Administration of intravenous contrast provides information about renal function and renal vessels which is helpful in evaluating segmental infarction, total devascularization and injury of the pelvicalyceal system (22)
Injuries with nonviable renal segments can be managed conservatively but require close monitoring as these injuries are always associated with a higher complication rate and need delayed intervention.(10,28) In our study only one case with segmental infarction need embolization after developing continuous pain.
Grade V injuries usually are an absolute indication for exploration, but hemodynamic stable patients may be safely treated conservatively (29). This is compatible to our study as most of our patients (57.1 %) with grade V renal injury underwent planned laparotomy.
Indications for exploration in renal trauma are renal pedicle avulsion, life-threatening hemorrhage, or pulsatile/expanding hematoma at the time of laparotomy (11, 30). In our study uncontained pedicle avulsion in 2 cases managed by surgical nephrectomy, however in three cases with non-enhanced kidney, only one case need surgical interference in follow up due to persistent non enhancement in follow up CT and also in one patient with multiple fragmentations in a shuttered kidney and progressive increase in perinephric hematoma size underwent nephrectomy.
Chiron et al.2015 (31) proposed an update of the AAST grade IV renal injury scale and highlight the role of three factors (perirenal hematoma >3.5 cm (which can be accurately measured in CT), intravascular contrast extravasation and medial renal laceration as predictors for the need to surgical interference.

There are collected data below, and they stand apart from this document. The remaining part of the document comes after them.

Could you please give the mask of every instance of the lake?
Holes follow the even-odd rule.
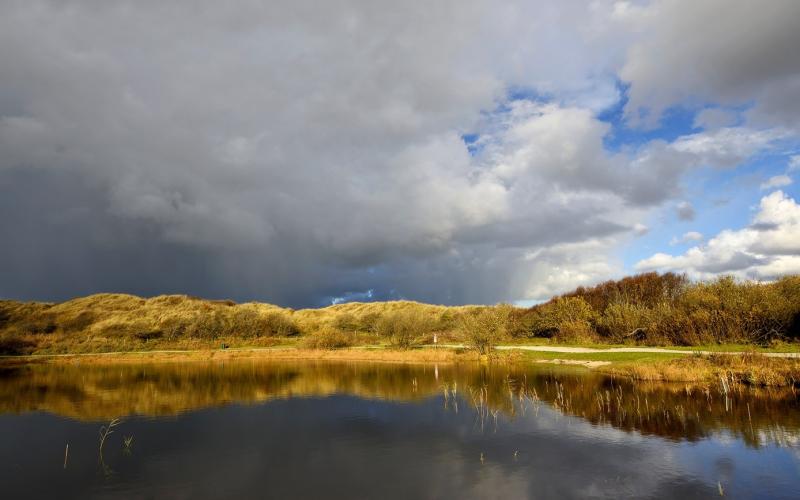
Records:
[[[8,499],[800,496],[791,389],[551,365],[2,367],[0,436]]]

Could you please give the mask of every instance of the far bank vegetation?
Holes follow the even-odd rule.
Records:
[[[303,345],[335,349],[433,342],[488,353],[501,342],[769,345],[800,337],[800,276],[772,283],[647,273],[531,308],[410,301],[293,310],[184,295],[99,294],[58,304],[0,301],[0,354]],[[547,340],[542,340],[547,339]]]

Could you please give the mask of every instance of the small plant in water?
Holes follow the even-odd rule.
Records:
[[[100,447],[98,449],[98,458],[100,460],[100,465],[103,467],[103,472],[105,472],[106,474],[111,474],[113,471],[111,470],[110,467],[106,465],[105,460],[103,460],[103,446],[105,446],[106,439],[108,439],[108,436],[114,433],[114,427],[118,426],[121,423],[122,420],[115,418],[112,419],[111,422],[108,423],[108,425],[100,427]]]
[[[114,433],[114,430],[113,430],[114,427],[118,426],[121,423],[122,423],[122,421],[120,419],[115,418],[115,419],[112,419],[111,422],[108,423],[108,425],[104,425],[104,426],[100,427],[100,454],[101,455],[103,454],[103,445],[105,445],[106,439],[108,438],[108,436],[110,436],[111,434]]]
[[[123,436],[122,451],[124,451],[127,455],[131,454],[131,444],[133,444],[133,436]]]

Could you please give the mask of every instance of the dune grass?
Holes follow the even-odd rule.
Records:
[[[497,344],[800,352],[800,276],[774,283],[731,278],[691,283],[674,274],[648,273],[580,288],[527,309],[390,301],[293,310],[126,294],[58,304],[0,301],[0,355],[283,345],[409,349],[431,344],[434,337],[481,353]]]
[[[309,347],[408,348],[434,334],[455,338],[460,316],[485,309],[395,301],[293,310],[185,295],[98,294],[59,304],[5,300],[0,301],[0,354],[268,347],[300,337]]]

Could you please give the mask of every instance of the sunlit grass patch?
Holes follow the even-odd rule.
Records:
[[[609,373],[636,380],[741,383],[781,387],[800,384],[800,360],[773,358],[757,353],[691,355],[655,362],[626,362],[604,368]]]

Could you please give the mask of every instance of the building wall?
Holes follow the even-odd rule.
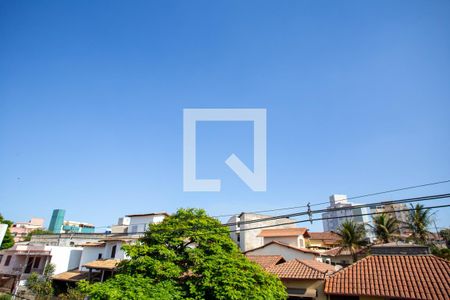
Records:
[[[62,225],[64,223],[64,216],[66,211],[64,209],[54,209],[52,213],[52,218],[50,219],[50,224],[48,230],[53,233],[60,233]]]
[[[60,234],[43,234],[33,235],[30,244],[41,244],[47,246],[76,246],[87,242],[97,242],[105,238],[105,234],[76,234],[76,233],[60,233]]]
[[[296,248],[306,247],[305,239],[302,236],[274,236],[274,237],[271,236],[271,237],[264,237],[263,241],[264,241],[263,245],[266,245],[272,241],[278,241]]]
[[[316,289],[317,297],[314,299],[327,300],[327,296],[323,292],[325,285],[324,280],[282,279],[281,281],[286,288]]]
[[[312,253],[305,253],[295,249],[290,249],[288,247],[283,247],[277,244],[271,244],[264,248],[255,249],[247,252],[248,255],[281,255],[283,258],[288,261],[291,259],[316,259],[316,255]]]
[[[164,215],[152,216],[136,216],[130,217],[130,225],[128,226],[129,233],[142,233],[147,231],[148,225],[153,223],[160,223],[164,220]]]
[[[105,253],[105,247],[83,247],[83,251],[81,253],[80,263],[78,269],[81,271],[87,271],[86,268],[82,267],[84,264],[88,262],[94,261],[98,259],[98,255],[101,254],[102,258]]]
[[[227,223],[240,223],[240,222],[259,220],[259,219],[265,219],[265,218],[270,218],[270,217],[272,217],[272,216],[251,214],[251,213],[242,213],[240,216],[231,217]],[[285,224],[285,225],[278,225],[273,228],[278,228],[278,229],[280,229],[280,228],[295,228],[296,227],[295,224],[286,224],[286,223],[290,223],[290,222],[293,222],[293,221],[288,218],[283,218],[283,219],[275,219],[275,220],[250,223],[250,224],[236,224],[236,225],[229,227],[231,231],[237,230],[237,232],[231,232],[230,236],[239,245],[239,248],[241,248],[241,251],[245,252],[250,249],[258,248],[258,247],[264,245],[264,238],[258,236],[261,233],[261,229],[253,229],[253,230],[247,230],[247,229],[261,227],[261,226],[278,225],[278,224]],[[266,227],[264,229],[270,229],[270,228],[271,227]],[[243,229],[245,229],[245,230],[243,230]]]
[[[51,252],[50,262],[55,265],[55,275],[76,269],[80,265],[81,247],[46,246]]]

In our study size of the perinephric hematoma estimated at first CT didn’t affect the outcome however, development of expanding hematoma required surgical management as it represents combination of continuous vascular extravasation in the existing hematoma. Persistence non-enhanced kidney during follow up as well as pain intolerance was also risk factors demanded surgical laparotomy.
New CT machines with helical multislice scanner and improved multiplanar reconstruction options provide faster imaging and increase the volume of coverage which can help to overcome long scan time and motion artifact with accurate assessment and proper grading of the renal injury.
The lack of long-term follow-up to the patients successfully treated conservatively is one of our limitations; also being a prospective study limited the available number of included patients.
It was one of the little prospective studies which highlighted the critical role of MSCT in selecting certain patients for conservative management in hemodynamic stable post traumatic high grade renal injury. Other surgical non operative management as vascular intervention, double J ureteric stent and subcutaneous drainage in line with repeated imaging and close clinical follow up were alternative treatment options salvaged the traumatized kidney in most of the cases.
Development of expanding hematoma, persistence non-enhanced kidney during follow up CT as well as pain intolerance were the most developing risk factors demanded surgical laparotomy.